The ruling follows disclosure from former National Security Agency contractor Edward Snowden about the Prism program that allowed US authorities to harvest private data from big tech companies such as Apple, Facebook and Google.
“The EU’s highest court has pulled the rug under the feet of thousands of companies that have been relying on Safe Harbour,” said Monika Kuschewsky, special counsel at law firm Covington. “All these companies are now forced to find an alternative mechanism for their data transfers to the US.”
Without Safe Harbour, companies could be forced to draw up contracts establishing privacy protections between groups or seek approval from data protection authorities for information transfers to countries the EU deems to have lower privacy standards, including the US.
The court case stemmed from a complaint by Austrian law student Max Schrems, who challenged Facebook’s transfers of European users’ data to its American servers, fearing the risk of US snooping.
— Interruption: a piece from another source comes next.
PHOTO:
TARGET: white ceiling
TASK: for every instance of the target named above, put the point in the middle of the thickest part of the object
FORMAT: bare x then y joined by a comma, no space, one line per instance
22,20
The commission separately demanded a review of Safe Harbour to ensure US authorities’ access to Europeans’ data would be proportionate and limited to what is absolutely necessary.
Washington and Brussels have been in talks for two years to try to come up with a revamped data transfer system that could allay Europe’s privacy concerns, and yesterday’s judgment heaps pressure on the European Commission to come up with a solution.
“The ruling creates uncertainty for the European and international companies that rely on Safe Harbour for their commercial data transfers, most of which are small- and mediumsized enterprises,” said Christian Borggreen, director at the Computer and Communications Industry Association, whose members include Facebook.
Mr Schrems filed his complaint to the Irish data protection commissioner, as Facebook has its European headquarters in Ireland. The case wound its way to the Luxembourg-based Court of Justice, which was asked to rule on whether national data privacy watchdogs could unilaterally suspend the Safe Harbour framework if they had concerns about US privacy safeguards.